If correct order is required, Picocrypt will concatenate the keyfiles together in the order they were dropped into the window and take the SHA3-256 of the combined keyfiles. If the order is not correct, the keyfiles, when appended to each other, will result in a different file, and thus a different hash. So, the correct order of keyfiles is required to decrypt the volume successfully.
# Reed-Solomon
By default, all Picocrypt volume headers are encoded with Reed-Solomon to improve resiliency against bit rot. The header uses N+2N encoding, where N is the size of a particular header field such as the version number, and 2N is the number of parity bytes added. Using the Berlekamp-Welch algorithm, Picocrypt is able to automatically detect and correct up to 2N/2=N broken bytes.
If Reed-Solomon is to be used with the input data itself, the data will be encoded using 128+8 encoding, with the data being read in 1 MiB chunks and encoded in 128-byte blocks, and the final block padded to 128 bytes using PKCS#7.

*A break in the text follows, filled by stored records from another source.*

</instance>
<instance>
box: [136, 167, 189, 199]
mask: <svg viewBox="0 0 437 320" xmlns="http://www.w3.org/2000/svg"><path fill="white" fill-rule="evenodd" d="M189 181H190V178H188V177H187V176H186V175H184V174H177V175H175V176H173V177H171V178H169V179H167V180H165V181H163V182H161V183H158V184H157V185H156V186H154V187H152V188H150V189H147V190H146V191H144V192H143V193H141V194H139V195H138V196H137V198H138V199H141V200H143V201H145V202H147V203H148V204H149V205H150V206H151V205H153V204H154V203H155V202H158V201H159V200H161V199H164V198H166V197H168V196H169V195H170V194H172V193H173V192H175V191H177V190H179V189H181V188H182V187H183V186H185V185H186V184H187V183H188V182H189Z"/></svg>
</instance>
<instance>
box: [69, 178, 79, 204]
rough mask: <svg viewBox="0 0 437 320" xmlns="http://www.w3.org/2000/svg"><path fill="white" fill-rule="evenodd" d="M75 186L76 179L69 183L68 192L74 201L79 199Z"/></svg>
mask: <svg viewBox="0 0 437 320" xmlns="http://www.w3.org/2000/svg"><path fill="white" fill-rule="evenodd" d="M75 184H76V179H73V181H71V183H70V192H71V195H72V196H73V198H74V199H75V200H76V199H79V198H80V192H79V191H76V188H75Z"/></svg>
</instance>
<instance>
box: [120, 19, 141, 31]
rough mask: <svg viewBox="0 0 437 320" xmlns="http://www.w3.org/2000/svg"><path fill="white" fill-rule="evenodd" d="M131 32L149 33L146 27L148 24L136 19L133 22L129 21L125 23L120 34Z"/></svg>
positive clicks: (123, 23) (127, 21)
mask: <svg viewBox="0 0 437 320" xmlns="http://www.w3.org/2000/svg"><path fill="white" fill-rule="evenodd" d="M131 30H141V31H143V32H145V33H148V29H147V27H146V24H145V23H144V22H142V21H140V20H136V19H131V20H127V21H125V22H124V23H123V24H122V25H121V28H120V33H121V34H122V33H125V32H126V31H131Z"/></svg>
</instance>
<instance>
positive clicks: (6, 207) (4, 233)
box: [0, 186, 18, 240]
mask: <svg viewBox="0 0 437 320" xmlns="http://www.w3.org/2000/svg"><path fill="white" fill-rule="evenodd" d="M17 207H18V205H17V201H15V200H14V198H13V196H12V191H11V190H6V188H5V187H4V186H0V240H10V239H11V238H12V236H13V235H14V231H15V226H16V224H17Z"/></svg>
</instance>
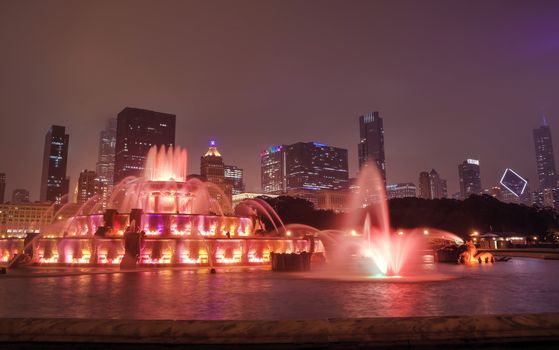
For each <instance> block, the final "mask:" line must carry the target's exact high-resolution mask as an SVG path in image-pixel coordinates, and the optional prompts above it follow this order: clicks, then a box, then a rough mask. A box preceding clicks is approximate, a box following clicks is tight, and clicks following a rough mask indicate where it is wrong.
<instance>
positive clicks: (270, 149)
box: [260, 145, 286, 194]
mask: <svg viewBox="0 0 559 350" xmlns="http://www.w3.org/2000/svg"><path fill="white" fill-rule="evenodd" d="M284 148H285V145H278V146H272V147H269V148H267V149H265V150H264V151H262V152H261V153H260V174H261V183H262V191H263V192H264V193H272V194H280V193H282V192H285V190H286V189H285V188H286V184H285V160H284V158H285V153H284V151H283V150H284Z"/></svg>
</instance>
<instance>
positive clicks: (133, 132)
mask: <svg viewBox="0 0 559 350" xmlns="http://www.w3.org/2000/svg"><path fill="white" fill-rule="evenodd" d="M175 119H176V117H175V115H173V114H167V113H160V112H154V111H149V110H145V109H139V108H130V107H126V108H124V109H123V110H122V111H121V112H120V113H119V114H118V118H117V128H116V143H115V165H114V178H113V179H114V180H113V183H114V184H117V183H118V182H120V181H122V179H124V178H125V177H127V176H141V174H142V171H143V170H144V164H145V161H146V157H147V154H148V151H149V149H150V148H151V146H153V145H157V146H163V145H165V146H167V147H169V146H175Z"/></svg>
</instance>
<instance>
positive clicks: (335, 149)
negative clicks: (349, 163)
mask: <svg viewBox="0 0 559 350" xmlns="http://www.w3.org/2000/svg"><path fill="white" fill-rule="evenodd" d="M260 161H261V172H262V190H263V191H264V192H266V193H282V192H287V191H291V190H342V189H347V188H348V186H349V177H348V165H347V164H348V162H347V150H346V149H343V148H337V147H332V146H327V145H324V144H321V143H318V142H298V143H294V144H292V145H281V146H276V147H271V148H269V149H267V150H265V151H263V152H262V153H261V158H260Z"/></svg>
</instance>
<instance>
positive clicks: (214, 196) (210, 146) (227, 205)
mask: <svg viewBox="0 0 559 350" xmlns="http://www.w3.org/2000/svg"><path fill="white" fill-rule="evenodd" d="M200 176H201V177H202V179H203V180H204V181H206V182H210V183H213V184H214V185H216V186H217V188H218V189H219V190H220V191H215V189H212V188H210V195H211V196H212V197H213V198H215V199H216V200H217V201H218V203H220V205H221V208H222V209H223V210H227V209H228V208H227V207H228V205H229V204H230V203H231V199H232V186H231V184H230V183H228V182H226V181H225V164H224V163H223V157H221V153H219V151H218V150H217V144H216V142H215V141H213V140H212V141H210V147H209V148H208V151H207V152H206V154H204V155H203V156H202V157H201V158H200ZM220 192H221V193H220ZM231 209H232V208H231Z"/></svg>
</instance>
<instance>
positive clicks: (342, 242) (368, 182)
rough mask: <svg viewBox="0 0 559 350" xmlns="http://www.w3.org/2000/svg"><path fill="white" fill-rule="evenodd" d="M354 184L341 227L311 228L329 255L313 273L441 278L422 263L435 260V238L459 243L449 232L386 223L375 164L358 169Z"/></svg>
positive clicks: (424, 278)
mask: <svg viewBox="0 0 559 350" xmlns="http://www.w3.org/2000/svg"><path fill="white" fill-rule="evenodd" d="M356 187H357V188H358V190H357V191H356V192H355V193H353V194H352V198H351V203H350V213H351V214H350V215H349V216H348V218H347V222H346V225H345V226H346V229H345V230H327V231H318V230H317V231H315V235H317V237H319V238H320V239H321V240H322V241H323V243H324V246H325V250H326V255H327V261H328V263H327V264H326V265H325V267H324V268H323V269H321V270H320V271H319V272H318V273H315V274H313V276H312V277H317V278H336V279H349V280H355V279H368V278H372V277H374V278H376V279H386V278H396V279H402V280H408V281H409V280H422V279H432V278H441V276H440V275H435V274H430V276H427V275H428V274H429V273H428V271H426V269H425V265H426V264H425V263H426V262H427V263H433V262H434V261H433V258H432V255H427V254H426V253H427V252H429V253H431V254H432V246H433V244H434V242H437V241H439V242H445V244H453V245H454V244H463V243H464V242H463V240H462V239H461V238H460V237H458V236H456V235H455V234H452V233H450V232H446V231H441V230H435V229H427V228H422V229H419V228H416V229H406V230H401V229H394V228H392V227H391V226H390V219H389V213H388V205H387V200H386V191H385V186H384V181H383V179H382V177H381V175H380V173H379V171H378V169H377V167H376V164H367V165H366V166H364V167H363V168H362V169H361V173H360V175H359V178H358V183H357V186H356Z"/></svg>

To address the edge case where the final 128-byte block happens to be padded so that it completes a full 1 MiB chunk, a flag is used to distinguish whether the last 128-byte block was padded originally or if it is just a full 128-byte block of data.
# Just Read the Code
Picocrypt is a very simple tool and only has one source file. The source Go file is less than 2k lines and a lot of the code is dealing with the UI. The core cryptography code is only about 1k lines of code, and even so, a lot of that code deals with the UI and other features of Picocrypt. So if you need more information about how Picocrypt works, just read the code. It's not long, and it is well commented and will explain what happens under the hood better than a document can.